More than 100 MPs have now signed a Commons motion to be debated next week which warns high fuel prices are causing “immense difficulties” for small firms which crucial to the recovery.
Keighley’s Tory MP Kris Hopkins has told the Government that “more needs to be done” to help families and businesses.
Demands for action will be intensified by a report from the TaxPayers’ Alliance campaign today which claims that motorists are paying £18bn a year in “excess” green taxes. The “excess” is calculated as the amount raised in fuel duty and vehicle excise duty, minus road spending and the “social cost” of transport emissions.
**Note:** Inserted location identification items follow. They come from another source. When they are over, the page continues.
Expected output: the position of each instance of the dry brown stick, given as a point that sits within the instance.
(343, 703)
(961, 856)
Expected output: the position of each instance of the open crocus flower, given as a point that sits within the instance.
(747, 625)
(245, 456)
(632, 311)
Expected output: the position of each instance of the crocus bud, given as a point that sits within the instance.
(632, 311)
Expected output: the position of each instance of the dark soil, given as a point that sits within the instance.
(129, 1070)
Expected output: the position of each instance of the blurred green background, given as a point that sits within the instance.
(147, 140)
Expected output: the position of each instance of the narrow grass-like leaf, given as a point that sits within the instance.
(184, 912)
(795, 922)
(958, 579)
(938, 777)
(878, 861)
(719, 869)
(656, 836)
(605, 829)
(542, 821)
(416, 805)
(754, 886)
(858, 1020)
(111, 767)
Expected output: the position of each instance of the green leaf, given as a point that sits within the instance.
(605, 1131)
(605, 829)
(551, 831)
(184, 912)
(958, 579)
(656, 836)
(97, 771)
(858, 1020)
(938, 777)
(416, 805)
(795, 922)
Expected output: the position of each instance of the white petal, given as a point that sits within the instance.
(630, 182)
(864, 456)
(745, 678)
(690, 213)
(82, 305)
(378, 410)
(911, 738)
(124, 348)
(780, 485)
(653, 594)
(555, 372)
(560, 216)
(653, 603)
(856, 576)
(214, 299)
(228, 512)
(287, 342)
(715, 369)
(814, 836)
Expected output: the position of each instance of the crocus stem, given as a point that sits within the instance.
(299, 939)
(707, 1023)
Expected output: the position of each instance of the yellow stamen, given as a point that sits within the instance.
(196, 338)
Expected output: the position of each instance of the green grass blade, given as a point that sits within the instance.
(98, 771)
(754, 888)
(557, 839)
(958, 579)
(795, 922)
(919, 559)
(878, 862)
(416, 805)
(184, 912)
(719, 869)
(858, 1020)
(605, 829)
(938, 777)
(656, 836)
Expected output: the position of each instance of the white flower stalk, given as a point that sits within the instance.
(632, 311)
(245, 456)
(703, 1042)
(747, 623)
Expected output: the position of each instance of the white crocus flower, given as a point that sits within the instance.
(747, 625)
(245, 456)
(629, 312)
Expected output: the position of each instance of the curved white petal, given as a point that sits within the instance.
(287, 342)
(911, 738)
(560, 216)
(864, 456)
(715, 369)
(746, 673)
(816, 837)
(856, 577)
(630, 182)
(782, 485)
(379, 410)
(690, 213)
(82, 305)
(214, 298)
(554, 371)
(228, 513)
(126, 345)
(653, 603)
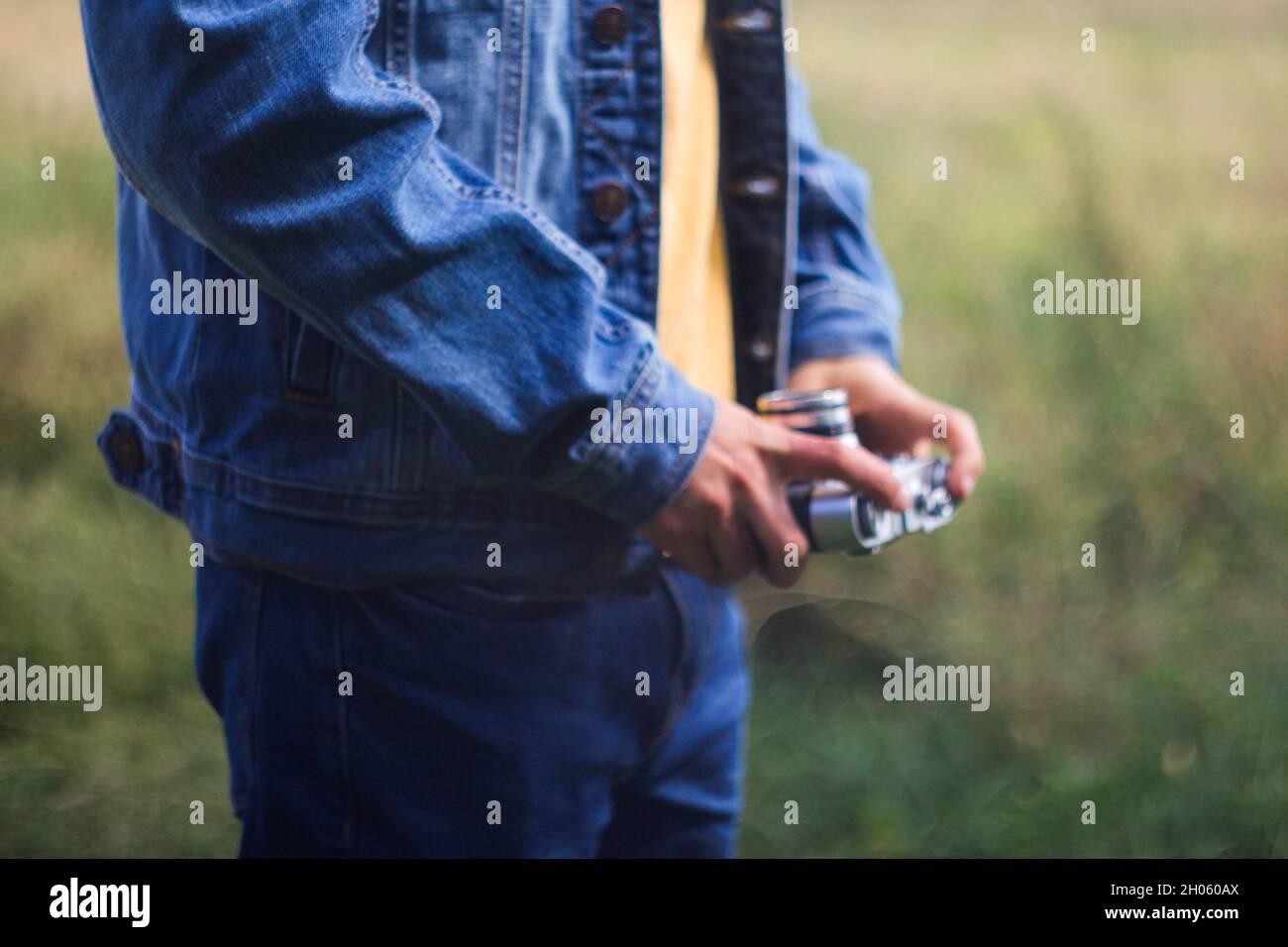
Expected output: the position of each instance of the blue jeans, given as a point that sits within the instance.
(455, 722)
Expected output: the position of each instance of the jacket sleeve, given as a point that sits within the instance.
(848, 302)
(240, 146)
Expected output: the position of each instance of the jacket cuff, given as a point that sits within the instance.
(846, 322)
(643, 447)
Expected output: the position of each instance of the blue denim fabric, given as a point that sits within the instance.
(463, 699)
(482, 137)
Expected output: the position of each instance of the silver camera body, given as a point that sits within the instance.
(833, 517)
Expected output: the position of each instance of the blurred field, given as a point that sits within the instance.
(1107, 684)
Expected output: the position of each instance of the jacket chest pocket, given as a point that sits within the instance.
(309, 363)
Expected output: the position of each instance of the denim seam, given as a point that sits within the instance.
(253, 715)
(684, 688)
(605, 459)
(347, 805)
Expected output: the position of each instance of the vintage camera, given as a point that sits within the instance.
(833, 517)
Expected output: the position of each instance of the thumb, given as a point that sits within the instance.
(819, 458)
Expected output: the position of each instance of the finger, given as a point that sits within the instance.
(822, 458)
(781, 540)
(967, 453)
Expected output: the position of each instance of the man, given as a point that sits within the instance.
(439, 612)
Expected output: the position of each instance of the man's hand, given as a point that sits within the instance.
(733, 514)
(892, 416)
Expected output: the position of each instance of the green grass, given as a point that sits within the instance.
(1108, 684)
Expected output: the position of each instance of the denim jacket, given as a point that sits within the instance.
(451, 214)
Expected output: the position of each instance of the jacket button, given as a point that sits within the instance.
(760, 351)
(608, 201)
(127, 451)
(609, 25)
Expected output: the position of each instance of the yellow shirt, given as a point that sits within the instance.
(695, 316)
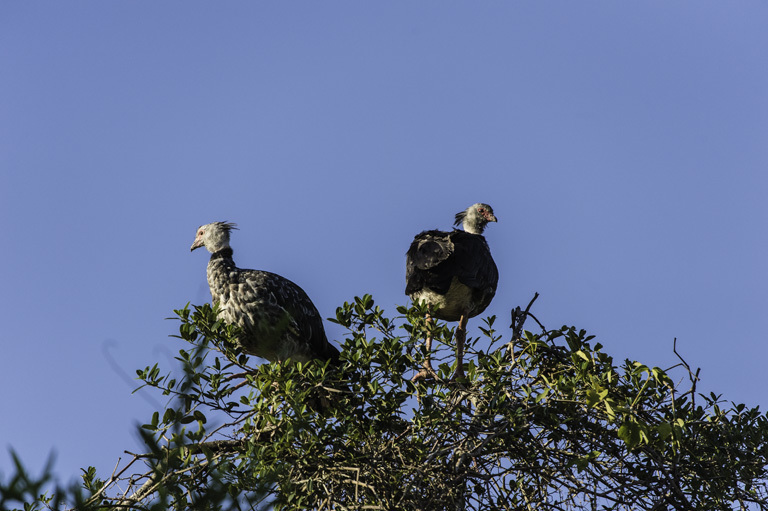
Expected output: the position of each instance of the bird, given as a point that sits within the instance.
(276, 318)
(454, 274)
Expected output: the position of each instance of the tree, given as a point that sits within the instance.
(543, 420)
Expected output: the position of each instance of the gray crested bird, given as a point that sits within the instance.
(454, 274)
(276, 318)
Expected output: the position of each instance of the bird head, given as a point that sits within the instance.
(475, 218)
(213, 236)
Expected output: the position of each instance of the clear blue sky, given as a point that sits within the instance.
(623, 146)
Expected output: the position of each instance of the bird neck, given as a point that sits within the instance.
(472, 228)
(225, 253)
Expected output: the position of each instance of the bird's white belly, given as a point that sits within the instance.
(450, 306)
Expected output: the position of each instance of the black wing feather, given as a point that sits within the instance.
(436, 257)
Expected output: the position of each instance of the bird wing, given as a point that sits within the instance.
(288, 312)
(429, 252)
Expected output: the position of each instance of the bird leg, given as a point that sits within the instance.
(427, 371)
(461, 336)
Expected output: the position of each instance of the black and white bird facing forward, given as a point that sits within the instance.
(277, 319)
(454, 274)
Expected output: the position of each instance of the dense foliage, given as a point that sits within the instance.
(543, 420)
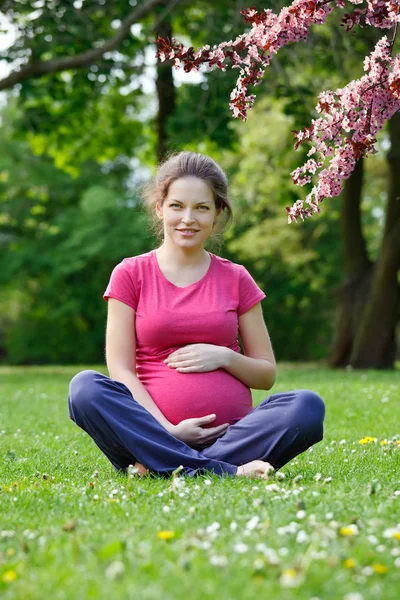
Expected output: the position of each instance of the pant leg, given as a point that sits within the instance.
(278, 429)
(126, 432)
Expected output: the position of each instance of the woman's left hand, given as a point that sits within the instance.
(198, 358)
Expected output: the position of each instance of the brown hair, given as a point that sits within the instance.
(189, 164)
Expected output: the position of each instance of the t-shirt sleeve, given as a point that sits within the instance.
(122, 285)
(249, 292)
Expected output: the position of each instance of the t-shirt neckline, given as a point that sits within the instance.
(200, 281)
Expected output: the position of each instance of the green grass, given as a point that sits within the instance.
(233, 538)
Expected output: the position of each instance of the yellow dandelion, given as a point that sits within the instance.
(349, 563)
(380, 569)
(9, 576)
(367, 440)
(349, 530)
(166, 535)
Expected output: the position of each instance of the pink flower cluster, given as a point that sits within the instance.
(362, 106)
(351, 117)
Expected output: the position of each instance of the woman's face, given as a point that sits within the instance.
(189, 205)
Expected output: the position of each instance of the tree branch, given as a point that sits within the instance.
(35, 69)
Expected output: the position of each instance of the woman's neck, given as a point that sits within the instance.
(182, 258)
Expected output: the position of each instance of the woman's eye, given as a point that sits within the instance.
(178, 205)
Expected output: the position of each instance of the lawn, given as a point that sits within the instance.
(73, 528)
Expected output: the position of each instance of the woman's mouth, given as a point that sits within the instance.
(187, 232)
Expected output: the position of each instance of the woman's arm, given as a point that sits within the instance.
(121, 356)
(257, 369)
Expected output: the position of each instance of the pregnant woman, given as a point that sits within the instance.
(179, 387)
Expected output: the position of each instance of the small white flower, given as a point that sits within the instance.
(391, 531)
(218, 560)
(258, 564)
(252, 523)
(213, 527)
(272, 487)
(302, 537)
(115, 569)
(240, 548)
(353, 596)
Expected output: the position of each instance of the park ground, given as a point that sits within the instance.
(327, 526)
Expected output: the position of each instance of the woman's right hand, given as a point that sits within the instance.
(192, 433)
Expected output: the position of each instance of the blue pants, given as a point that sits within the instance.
(278, 429)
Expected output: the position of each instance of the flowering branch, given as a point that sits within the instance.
(351, 116)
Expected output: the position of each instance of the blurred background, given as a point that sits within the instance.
(87, 112)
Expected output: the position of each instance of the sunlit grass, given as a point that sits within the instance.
(71, 527)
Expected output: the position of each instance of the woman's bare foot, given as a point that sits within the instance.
(255, 468)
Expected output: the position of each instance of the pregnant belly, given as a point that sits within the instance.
(182, 396)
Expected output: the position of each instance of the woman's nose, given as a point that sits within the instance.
(188, 217)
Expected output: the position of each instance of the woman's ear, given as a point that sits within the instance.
(159, 211)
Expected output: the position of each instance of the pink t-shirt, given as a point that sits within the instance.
(169, 317)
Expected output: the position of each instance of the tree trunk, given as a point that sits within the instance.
(165, 91)
(353, 293)
(375, 342)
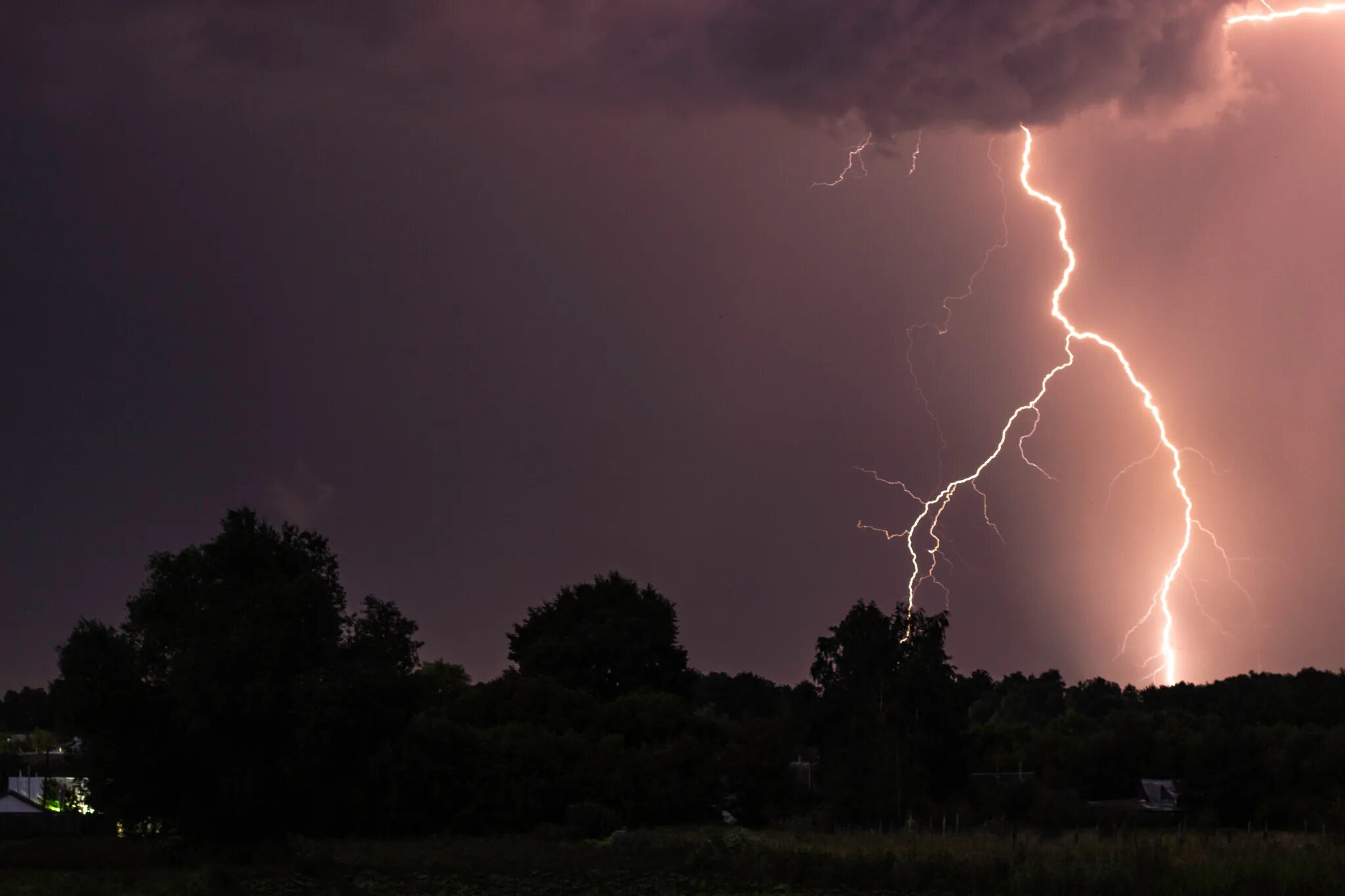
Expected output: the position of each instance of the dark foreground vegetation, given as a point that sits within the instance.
(695, 863)
(244, 700)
Matthew Sinclair, director of the TaxPayers’ Alliance, said: “British motorists are hit unfairly hard by motoring taxes that are far too high. Families in the suburbs and rural areas suffer the most as driving is so often essential outside city centres.
“Politicians should stop ripping-off British motorists with the highest taxes on petrol in the EU.” Rural areas are hardest hit – with the average motorist in Hull paying an excess of £175 while those in Selby face a £449 excess.
More than 110,000 people have signed an e-petition calling for planned 4p fuel duty increases in January and August to be scrapped, which has sparked Tuesday’s Commons debate. But the motion to be debated by MPs is more general – urging the Government to press for falls in oil prices to be passed on to consumers and for Ministers to consider introducing a price stabilisation mechanism to limit the impact of fluctuations in pump prices.
Mr Hopkins called for “imaginative ways” to be found to lessen the burden caused by rising fuel prices on families and businesses.
“More still needs to be done to help families and businesses to stay on the road during what will remain a difficult economic climate for some time to come,” he said.